The El Mozote massacre, denied for years, was only acknowledged by the Inter-American Court of Human Rights last December. The court found El Salvador’s government guilty of the atrocity.
El Salvador’s president, Mauricio Funes, apologised on behalf of the Salvadoran state in January 2012 when he referred to El Mozote as the worst massacre of civilians in modern Latin American history.
“It is impossible to forget this,” said Chicas. “We are beginning to remember it now.”
Another survivor at the university on Thursday for the President’s visit hid in a cave with her husband and children for six years after many members of her family were killed at El Mozote.

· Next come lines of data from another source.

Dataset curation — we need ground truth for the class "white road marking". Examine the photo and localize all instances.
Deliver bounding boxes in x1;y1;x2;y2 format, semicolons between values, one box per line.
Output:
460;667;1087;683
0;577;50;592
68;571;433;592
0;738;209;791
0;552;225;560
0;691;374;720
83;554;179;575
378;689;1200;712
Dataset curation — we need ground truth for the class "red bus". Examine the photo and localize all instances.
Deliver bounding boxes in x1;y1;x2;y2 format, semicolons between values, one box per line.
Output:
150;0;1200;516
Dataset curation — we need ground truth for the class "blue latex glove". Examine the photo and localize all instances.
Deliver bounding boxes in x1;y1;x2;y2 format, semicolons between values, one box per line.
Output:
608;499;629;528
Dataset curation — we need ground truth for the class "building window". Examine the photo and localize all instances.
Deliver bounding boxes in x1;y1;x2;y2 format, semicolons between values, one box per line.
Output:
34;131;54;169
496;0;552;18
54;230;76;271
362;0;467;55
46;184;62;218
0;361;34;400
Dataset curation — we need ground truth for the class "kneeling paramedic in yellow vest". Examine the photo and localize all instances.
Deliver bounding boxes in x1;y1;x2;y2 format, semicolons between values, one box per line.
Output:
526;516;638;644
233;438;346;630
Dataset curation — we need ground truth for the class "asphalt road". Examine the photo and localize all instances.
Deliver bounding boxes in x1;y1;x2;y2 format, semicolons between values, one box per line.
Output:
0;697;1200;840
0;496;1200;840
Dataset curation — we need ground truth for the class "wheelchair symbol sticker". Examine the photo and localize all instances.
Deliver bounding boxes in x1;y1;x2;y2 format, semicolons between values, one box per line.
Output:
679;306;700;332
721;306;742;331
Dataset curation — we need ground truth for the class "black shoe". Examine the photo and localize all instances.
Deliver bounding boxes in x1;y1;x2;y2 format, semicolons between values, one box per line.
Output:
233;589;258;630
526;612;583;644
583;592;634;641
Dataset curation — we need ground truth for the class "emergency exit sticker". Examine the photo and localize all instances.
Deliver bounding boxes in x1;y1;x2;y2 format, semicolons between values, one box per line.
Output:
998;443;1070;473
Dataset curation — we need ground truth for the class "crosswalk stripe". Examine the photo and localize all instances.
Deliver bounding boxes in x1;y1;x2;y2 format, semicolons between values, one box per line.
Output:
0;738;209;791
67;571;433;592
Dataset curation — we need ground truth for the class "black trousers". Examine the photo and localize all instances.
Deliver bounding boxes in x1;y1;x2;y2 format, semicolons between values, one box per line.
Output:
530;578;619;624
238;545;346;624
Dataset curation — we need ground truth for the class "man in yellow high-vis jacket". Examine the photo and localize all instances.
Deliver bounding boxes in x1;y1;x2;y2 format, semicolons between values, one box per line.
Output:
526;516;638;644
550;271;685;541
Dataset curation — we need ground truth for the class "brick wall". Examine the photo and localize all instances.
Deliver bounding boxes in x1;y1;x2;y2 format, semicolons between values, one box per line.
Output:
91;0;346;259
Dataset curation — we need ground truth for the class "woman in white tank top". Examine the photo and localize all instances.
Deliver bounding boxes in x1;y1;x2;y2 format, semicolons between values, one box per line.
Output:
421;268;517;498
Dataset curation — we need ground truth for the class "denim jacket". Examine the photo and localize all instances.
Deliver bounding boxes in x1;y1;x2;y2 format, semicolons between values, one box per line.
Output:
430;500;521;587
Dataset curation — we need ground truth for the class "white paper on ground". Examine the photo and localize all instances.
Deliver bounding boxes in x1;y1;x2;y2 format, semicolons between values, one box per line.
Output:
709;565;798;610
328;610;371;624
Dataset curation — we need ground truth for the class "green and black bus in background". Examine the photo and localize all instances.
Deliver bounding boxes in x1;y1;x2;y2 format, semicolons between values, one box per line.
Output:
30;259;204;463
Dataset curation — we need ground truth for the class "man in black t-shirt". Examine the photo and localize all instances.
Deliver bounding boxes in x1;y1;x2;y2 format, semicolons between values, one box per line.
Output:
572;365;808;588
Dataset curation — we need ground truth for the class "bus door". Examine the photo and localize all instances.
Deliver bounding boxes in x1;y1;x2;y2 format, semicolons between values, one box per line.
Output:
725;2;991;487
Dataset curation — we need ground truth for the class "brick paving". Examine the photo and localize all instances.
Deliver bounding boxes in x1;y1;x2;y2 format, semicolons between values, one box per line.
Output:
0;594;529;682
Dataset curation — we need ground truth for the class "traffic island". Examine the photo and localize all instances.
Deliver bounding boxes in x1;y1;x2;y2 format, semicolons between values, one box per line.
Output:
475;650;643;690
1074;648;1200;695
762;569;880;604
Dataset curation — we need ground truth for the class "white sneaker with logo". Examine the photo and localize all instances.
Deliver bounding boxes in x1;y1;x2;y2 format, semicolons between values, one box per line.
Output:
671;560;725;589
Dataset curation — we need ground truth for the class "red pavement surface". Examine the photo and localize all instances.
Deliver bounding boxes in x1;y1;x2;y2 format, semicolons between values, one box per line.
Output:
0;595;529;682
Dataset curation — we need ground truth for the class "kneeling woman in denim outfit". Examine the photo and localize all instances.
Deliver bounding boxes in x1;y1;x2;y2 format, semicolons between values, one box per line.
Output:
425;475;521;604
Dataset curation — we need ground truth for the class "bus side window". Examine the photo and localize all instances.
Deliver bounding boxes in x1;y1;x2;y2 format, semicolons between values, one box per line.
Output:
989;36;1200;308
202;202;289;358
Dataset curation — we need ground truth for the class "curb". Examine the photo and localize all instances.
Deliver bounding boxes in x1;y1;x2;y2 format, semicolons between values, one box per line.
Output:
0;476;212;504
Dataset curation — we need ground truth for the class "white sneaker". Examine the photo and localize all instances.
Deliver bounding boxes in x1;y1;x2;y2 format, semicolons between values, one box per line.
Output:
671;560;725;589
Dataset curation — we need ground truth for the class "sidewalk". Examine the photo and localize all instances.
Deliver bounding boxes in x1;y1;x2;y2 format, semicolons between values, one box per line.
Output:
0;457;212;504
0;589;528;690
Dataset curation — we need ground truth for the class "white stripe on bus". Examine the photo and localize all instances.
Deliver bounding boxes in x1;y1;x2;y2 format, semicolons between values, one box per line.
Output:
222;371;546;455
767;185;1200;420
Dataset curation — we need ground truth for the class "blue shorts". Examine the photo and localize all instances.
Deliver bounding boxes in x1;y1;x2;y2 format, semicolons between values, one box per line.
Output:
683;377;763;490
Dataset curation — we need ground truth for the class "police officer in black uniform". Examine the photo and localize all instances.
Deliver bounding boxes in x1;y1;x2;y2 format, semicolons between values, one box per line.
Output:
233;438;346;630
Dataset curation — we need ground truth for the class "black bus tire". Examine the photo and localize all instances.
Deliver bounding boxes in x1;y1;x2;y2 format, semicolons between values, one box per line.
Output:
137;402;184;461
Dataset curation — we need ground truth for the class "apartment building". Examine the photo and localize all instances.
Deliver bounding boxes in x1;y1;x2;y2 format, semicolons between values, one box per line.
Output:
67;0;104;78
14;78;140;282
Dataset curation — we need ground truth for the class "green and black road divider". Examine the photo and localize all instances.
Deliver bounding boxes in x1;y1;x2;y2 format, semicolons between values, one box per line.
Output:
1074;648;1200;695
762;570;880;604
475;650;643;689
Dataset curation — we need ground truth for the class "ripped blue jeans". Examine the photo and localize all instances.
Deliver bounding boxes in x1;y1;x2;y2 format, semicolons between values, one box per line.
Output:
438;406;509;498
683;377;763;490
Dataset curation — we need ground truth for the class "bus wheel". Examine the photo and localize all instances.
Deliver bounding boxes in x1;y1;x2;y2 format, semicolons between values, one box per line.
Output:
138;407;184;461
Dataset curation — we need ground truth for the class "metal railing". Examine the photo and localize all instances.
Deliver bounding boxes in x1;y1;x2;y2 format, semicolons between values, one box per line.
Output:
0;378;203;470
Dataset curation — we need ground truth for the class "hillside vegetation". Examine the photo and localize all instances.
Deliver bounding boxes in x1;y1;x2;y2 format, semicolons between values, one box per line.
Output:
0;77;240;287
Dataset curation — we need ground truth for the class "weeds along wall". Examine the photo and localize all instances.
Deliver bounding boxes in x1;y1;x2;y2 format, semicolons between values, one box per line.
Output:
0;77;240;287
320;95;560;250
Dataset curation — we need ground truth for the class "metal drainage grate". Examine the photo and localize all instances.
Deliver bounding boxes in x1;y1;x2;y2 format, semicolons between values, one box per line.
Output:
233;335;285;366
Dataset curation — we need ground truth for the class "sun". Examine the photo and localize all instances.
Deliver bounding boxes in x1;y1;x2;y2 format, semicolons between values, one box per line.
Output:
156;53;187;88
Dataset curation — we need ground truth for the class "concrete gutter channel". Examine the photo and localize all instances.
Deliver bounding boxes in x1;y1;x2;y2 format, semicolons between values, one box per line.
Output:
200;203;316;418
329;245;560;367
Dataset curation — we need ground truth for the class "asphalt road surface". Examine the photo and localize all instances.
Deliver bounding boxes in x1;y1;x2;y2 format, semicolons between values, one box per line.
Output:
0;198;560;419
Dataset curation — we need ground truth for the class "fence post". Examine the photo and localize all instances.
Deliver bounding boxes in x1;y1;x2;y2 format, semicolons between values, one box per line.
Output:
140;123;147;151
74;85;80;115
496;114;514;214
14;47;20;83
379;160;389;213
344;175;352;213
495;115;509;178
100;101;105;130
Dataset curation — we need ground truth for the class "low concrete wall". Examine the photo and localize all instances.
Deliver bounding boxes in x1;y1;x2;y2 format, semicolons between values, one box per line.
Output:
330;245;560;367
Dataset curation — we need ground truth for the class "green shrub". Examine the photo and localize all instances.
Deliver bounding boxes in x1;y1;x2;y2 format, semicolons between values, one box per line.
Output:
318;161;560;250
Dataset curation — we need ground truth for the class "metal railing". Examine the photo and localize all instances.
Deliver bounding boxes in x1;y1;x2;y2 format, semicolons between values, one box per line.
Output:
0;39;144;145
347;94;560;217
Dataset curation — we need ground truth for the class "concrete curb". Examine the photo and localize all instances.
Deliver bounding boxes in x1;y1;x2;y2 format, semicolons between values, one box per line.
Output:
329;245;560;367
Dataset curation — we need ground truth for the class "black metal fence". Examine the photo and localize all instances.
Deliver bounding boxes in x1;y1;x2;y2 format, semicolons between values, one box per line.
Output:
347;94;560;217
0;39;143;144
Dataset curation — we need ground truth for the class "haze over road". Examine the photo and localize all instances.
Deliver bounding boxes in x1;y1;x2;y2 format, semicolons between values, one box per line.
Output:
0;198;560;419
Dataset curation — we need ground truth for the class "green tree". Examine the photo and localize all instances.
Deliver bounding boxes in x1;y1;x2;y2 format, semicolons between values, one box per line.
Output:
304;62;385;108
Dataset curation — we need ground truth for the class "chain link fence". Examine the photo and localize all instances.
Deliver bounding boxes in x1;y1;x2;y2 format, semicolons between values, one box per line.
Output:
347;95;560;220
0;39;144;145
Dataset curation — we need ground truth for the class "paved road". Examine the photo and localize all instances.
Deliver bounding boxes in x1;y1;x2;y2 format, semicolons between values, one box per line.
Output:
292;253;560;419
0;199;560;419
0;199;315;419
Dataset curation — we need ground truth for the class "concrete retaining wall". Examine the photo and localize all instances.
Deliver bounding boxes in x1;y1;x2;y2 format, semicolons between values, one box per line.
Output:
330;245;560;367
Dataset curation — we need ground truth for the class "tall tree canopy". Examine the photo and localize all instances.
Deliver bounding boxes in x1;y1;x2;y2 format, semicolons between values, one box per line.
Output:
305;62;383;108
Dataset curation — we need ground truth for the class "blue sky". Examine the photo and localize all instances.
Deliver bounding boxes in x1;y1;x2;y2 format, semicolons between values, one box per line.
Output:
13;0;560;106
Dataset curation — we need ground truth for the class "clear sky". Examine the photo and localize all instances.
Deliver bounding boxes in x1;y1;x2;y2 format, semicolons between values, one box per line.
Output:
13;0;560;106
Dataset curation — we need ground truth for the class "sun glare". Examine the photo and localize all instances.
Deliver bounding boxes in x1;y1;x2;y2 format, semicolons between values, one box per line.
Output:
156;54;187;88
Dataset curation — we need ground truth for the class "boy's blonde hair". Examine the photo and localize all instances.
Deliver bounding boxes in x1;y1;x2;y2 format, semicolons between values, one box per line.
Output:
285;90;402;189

For many years afterwards, people who fled El Mozote could not say where they were from – they would be considered rebels or communists and beaten or worse if they did.
“They spent their whole lives being rejected and hidden,” she said.
Remembering is difficult as educating young Salvadorans about their recent dark past risks dividing this generation, given how children of the military and guerrillas share the same classrooms.
“We don’t want to cause division but we have to write the history and we have to remember,” she said.
The court directed last year that the massacre be included in El Salvador’s national curriculum. To that end, Sr Griffin was involved in the publication of a history book about what happened at El Mozote, aimed at 12- to 14-year- olds.She is not the only Irish missionary involved in telling the story .
Six Irish Franciscan priests – Fr Peter O’Neill, Fr Gerry Moore, Fr Brendan Forde, Fr Alfred Loughran, Fr Ciarán Ó Nuanáin and Fr Michael Lenihan – were working in the Morazan region; they played a critical role in gathering evidence of human rights abuses and testimony from survivors.
The Poor Clare sisters from Harold’s Cross in Dublin and Newry were also based in the area at the time and fed information about the killings out of the country, including to Higgins, then a Labour TD.
Fr Gerry Moore, who attended Mr Higgins’s lecture, was in the city of Gotera, about two hours down the mountains from El Mozote, when he heard stories about the massacre.
“People were coming down, fleeing from the hills and they were telling us that terrible things were happening up around the Mozote area, that they were killing women, children, animals, everything – burning all the crops,” he said. The work by the religious orders put them in the firing line.
Before his speech, Mr Higgins visited the Rose Garden on the university campus where six Jesuits, including two priests who had studied and worked in Ireland, were murdered by government fighters. They also killed their housekeeper and her 16-year-old daughter.
Mr Higgins recalled meeting "a high-ranking, ill-informed foreign observer" based in San Salvador in 1981. Jabbing a map, he told the him: "With the Jesuits, it begins with literacy, then it's co-operatives, but we all know it ends up with Marxism!" Relating the story to The Irish Times, Mr Higgins gave away the observer's obvious allegiance by mimicking his American drawl.